Inter-American Institute for Cooperation on Agriculture

Agriculture Knowledge management

IICA presents results to ministers and strengthens alliances with its partners in the Caribbean

Tiempo de lectura: 3 mins.

The Director General of IICA announced the startup of a training program for technical officers from the Caribbean. Beginning next year, courses on specific agricultural topics will be given in Mexico, in English.

Agriculture Ministers of the Caribbean with the delegation of IICA.

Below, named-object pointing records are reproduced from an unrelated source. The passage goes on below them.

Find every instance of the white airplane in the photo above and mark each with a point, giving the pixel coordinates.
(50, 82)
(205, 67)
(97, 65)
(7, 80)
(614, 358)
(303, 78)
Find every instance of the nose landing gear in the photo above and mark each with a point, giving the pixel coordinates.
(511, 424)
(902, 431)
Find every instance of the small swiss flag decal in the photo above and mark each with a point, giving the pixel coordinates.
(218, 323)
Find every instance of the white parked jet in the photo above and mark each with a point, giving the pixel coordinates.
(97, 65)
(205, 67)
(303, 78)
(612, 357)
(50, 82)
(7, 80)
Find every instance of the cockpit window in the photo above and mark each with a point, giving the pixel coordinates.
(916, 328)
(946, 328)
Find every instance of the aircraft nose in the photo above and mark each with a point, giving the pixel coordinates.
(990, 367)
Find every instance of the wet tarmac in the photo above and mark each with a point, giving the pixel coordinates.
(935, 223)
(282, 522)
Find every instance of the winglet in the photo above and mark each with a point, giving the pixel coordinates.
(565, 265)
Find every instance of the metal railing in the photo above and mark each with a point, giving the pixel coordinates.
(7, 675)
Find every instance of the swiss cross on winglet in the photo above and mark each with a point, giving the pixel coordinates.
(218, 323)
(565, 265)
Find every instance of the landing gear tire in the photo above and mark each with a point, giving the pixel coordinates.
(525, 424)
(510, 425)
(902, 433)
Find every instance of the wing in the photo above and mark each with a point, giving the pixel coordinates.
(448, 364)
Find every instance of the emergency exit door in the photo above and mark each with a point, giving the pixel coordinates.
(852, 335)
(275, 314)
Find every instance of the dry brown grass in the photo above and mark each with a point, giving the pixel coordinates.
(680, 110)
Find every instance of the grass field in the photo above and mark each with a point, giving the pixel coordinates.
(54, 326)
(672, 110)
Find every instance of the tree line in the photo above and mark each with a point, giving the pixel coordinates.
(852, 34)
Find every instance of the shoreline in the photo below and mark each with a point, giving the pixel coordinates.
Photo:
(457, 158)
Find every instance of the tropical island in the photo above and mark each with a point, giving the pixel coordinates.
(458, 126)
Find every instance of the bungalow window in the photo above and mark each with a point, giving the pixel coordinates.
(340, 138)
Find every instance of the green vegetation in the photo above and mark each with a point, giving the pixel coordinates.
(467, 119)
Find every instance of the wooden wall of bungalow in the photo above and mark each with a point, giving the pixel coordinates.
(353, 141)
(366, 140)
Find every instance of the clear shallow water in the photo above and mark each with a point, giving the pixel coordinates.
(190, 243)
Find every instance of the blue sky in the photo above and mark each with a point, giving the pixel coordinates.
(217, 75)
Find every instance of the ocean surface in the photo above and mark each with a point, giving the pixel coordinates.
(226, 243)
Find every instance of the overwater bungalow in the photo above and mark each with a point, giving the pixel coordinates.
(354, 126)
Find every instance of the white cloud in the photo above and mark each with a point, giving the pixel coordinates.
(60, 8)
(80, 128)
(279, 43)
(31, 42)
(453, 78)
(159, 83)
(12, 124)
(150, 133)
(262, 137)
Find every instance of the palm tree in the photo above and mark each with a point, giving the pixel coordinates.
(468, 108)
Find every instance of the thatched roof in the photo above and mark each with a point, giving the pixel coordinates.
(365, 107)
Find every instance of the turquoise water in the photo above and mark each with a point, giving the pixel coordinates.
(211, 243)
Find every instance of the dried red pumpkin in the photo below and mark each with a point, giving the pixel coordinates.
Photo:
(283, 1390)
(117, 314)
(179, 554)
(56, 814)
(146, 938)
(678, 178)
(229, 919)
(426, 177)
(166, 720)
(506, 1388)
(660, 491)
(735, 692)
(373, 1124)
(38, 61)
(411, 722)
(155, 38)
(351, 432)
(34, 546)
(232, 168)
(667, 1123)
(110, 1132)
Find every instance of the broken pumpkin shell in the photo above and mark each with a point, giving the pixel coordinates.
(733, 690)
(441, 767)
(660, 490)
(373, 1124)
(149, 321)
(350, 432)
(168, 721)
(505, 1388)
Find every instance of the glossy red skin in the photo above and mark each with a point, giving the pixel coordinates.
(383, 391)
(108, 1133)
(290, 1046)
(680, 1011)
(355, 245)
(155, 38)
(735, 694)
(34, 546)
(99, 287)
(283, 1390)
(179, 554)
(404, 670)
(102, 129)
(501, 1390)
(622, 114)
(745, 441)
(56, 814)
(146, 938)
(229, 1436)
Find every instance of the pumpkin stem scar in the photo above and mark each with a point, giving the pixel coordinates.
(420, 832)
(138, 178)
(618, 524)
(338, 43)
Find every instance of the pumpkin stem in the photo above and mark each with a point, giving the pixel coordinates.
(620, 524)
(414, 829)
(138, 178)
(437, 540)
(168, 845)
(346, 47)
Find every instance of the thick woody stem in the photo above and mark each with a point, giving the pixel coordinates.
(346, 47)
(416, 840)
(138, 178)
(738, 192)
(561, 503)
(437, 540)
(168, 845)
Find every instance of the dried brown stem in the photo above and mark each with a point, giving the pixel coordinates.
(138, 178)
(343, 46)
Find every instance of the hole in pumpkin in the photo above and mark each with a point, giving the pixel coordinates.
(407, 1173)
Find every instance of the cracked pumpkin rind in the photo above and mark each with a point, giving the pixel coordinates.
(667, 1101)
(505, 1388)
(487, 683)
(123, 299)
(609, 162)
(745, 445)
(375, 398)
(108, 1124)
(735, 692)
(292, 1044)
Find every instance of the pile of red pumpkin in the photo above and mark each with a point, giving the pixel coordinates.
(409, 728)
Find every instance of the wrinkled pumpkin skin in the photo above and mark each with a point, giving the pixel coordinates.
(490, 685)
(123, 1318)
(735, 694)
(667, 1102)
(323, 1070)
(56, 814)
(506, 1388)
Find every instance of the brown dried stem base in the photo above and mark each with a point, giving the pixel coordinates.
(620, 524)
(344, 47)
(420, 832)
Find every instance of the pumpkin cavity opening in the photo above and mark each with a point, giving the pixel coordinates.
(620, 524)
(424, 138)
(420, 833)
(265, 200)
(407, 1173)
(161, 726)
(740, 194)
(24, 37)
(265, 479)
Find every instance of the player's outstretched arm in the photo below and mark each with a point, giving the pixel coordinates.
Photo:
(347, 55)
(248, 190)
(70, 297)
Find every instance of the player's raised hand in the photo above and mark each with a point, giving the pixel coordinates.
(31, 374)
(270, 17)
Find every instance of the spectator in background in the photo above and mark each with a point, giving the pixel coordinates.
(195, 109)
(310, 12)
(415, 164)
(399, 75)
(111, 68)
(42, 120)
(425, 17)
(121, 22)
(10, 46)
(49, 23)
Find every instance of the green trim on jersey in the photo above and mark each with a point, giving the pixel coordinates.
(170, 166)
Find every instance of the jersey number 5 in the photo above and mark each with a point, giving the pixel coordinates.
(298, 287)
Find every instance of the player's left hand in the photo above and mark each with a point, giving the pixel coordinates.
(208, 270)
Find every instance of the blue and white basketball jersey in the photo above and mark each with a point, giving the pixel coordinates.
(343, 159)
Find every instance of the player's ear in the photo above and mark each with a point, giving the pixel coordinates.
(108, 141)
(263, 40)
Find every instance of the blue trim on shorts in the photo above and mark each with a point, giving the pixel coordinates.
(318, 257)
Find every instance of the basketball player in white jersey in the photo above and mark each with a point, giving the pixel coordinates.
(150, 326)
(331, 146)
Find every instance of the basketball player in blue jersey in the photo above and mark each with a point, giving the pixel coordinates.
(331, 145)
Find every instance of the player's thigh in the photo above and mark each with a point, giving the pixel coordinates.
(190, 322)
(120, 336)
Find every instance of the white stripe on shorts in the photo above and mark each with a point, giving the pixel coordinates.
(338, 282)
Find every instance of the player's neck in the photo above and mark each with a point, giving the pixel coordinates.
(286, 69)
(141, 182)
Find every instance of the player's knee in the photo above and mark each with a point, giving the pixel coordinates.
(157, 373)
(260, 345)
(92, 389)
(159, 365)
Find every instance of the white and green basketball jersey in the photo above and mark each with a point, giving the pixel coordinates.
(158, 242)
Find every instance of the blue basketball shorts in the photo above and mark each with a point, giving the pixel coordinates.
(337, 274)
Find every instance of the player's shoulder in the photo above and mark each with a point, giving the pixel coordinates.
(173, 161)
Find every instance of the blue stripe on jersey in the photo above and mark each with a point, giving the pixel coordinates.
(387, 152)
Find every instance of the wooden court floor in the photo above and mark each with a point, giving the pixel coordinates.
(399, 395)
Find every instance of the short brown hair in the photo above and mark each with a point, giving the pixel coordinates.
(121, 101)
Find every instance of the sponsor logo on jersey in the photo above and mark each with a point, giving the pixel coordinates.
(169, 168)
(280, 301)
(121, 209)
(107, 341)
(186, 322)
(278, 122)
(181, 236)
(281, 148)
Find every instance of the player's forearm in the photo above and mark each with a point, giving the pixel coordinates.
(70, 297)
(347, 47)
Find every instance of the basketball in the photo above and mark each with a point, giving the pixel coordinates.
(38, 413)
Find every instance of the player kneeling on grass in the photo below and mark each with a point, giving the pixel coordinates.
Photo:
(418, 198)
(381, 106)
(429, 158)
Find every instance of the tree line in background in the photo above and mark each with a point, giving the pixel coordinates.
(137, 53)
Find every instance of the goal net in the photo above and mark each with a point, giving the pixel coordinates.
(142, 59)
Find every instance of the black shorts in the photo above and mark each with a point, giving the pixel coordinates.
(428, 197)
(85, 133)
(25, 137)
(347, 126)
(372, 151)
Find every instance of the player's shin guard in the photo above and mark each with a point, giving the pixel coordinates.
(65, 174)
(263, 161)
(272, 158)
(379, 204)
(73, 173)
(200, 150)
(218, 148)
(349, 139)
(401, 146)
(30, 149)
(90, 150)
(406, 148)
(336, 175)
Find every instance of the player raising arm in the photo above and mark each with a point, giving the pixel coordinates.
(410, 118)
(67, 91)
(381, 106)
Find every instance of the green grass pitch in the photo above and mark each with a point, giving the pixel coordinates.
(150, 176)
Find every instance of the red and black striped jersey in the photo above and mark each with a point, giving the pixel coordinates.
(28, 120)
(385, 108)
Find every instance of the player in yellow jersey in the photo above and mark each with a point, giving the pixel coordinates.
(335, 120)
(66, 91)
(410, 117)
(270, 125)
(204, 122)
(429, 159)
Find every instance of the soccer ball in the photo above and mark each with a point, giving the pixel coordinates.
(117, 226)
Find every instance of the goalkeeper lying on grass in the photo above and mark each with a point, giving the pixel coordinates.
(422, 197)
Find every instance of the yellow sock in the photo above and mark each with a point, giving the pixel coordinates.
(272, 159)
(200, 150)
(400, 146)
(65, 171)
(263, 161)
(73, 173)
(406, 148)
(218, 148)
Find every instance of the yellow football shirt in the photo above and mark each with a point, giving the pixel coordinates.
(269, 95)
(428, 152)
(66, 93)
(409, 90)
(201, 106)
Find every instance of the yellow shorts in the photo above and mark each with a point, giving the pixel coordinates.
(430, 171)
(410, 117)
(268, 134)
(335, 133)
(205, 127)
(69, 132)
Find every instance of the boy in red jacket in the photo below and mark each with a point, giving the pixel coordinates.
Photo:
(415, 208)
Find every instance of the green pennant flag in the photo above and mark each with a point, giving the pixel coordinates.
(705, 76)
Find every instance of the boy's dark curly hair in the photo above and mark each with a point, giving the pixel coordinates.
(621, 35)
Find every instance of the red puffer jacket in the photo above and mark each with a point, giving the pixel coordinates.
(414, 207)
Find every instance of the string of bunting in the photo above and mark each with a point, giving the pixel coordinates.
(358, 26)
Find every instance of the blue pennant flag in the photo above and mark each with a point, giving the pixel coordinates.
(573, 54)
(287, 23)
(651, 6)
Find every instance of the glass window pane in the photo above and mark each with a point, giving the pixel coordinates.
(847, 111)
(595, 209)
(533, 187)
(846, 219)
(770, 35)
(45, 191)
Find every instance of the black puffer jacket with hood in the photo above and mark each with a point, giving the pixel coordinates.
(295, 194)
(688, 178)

Georgetown, Guyana. October 11, 2013 (IICA). At a meeting in which representatives of the Inter-American Institute for Cooperation on Agriculture (IICA) presented the results of their organization’s work in the Caribbean, the region’s ministers of agriculture outlined the main issues with which they required technical assistance. They include the need to reduce high food import bills by producing more products domestically, to strengthen agriculture by means of better public policies, and to enhance the expertise of technical officers.

Led by the Institute’s Director General, Víctor M. Villalobos, the IICA delegation also met with the President of Guyana, Donald Ramotar, who requested cooperation to modernize agricultural education in his country, to enable the sector to take better advantage of the water and soils available and adapt successfully to climate change.

IICA’s representatives delivered a report to the ministers summarizing the results of the organization’s cooperation projects during the period 2012-2013, which were designed to improve food security in the Caribbean, the competitiveness of agriculture at the national and regional levels, and the living conditions of the rural population. The report is available here.

The ministers’ input will be used to establish the objectives of the Institute’s 2014-2018 Medium-term Plan and, especially, to match the IICA country strategies for cooperation with the priorities of each nation, Villalobos said.

He added that his organization was endeavoring to ensure that its work had real impact on the ground, as the ministers had requested.

The Minister of Agriculture of Antigua and Barbuda, Hilson Baptiste, observed that one of the challenges facing the region was the need to improve the quality of its food, an issue that was closely related to the health of the population.

The Minister of Guyana, Leslie Ramsammy, agreed with him, adding that strong government endorsement was required to make improved food quality an objective of both the ministries of agriculture and the ministries of health.

Mathew Walter, Minister of Agriculture of Dominica, suggested that modernizing the policies of the public agricultural sector would make it possible to organize it better, while his Jamaican counterpart, Roger Clarke, said that improving the transportation of agricultural products within the region was a matter of urgency, to reduce the Caribbean’s dependence on imports from other parts of the world.

Clarke noted that Jamaica spent four times more on agricultural imports than the amount it earned with its agricultural exports.

The meeting involving IICA and the ministers of agriculture was held at the offices of the Caribbean Community Secretariat (CARICOM), in Guyana. The Institute is supporting the Caribbean Week of Agriculture (CWA), which is now taking place in the country and scheduled to conclude on October 12.

IICA has been the CWA’s chief promoter since the event was held for the first time in 1999. Minister Clarke acknowledged the Institute’s efforts, thanks to which the activity has become the most important annual event related to agriculture in the Caribbean.

Villalobos informed the ministers that a training program for technical officers from the Caribbean would be getting under way in 2014. Funded by the Government of Mexico, the three-month courses would be held in that country, in English. In a novel development, the Mexican trainers would also visit the Caribbean nations to provide follow-up and confirm that the expertise shared was being applied.

The Director General added that the next step would be to identify the priority areas in which government officers required training.

Work with strategic partners

At the headquarters of CARICOM, the IICA Director General expressed interest in promoting more regular meetings of the Caribbean ministers in order to address specific agricultural issues. Decision-makers would also have the opportunity to learn first hand about the results achieved by the agricultural cooperation projects implemented at the national and regional levels.

CARICOM Secretary-General Irwin LaRocque said the Community would support the coordination and consolidation of this plan.

IICA’s officials also met with the European Union’s Ambassador and Head of Delegation in Guyana, Robert Kopecky, to discuss operational aspects of the agreements signed by the two institutions this year to strengthen the regulatory framework of agriculture in the Caribbean (Agriculture Policy Programme – APP), and to develop and modernize the sanitary and phytosanitary measures implemented in the sector (SPS Programme).

Mr. Kopecky observed that the European Union had chosen IICA as the implementing agency of the programs (which will cost EUR 20 million, or nearly USD 27 million) because of its results-based approach. He highlighted the fact that the EU had sought a partner capable of making the objectives of the project a reality, and IICA had sufficient experience to do that.

The Ambassador of Mexico in Guyana, Francisco Olguín, and the Deputy Head of Mission, María-Elena Alcaraz, also met with the IICA delegation and agreed to provide follow-up to the Institute’s cooperation projects, in particular the training program for Caribbean technical officers that their country’s government will be financing.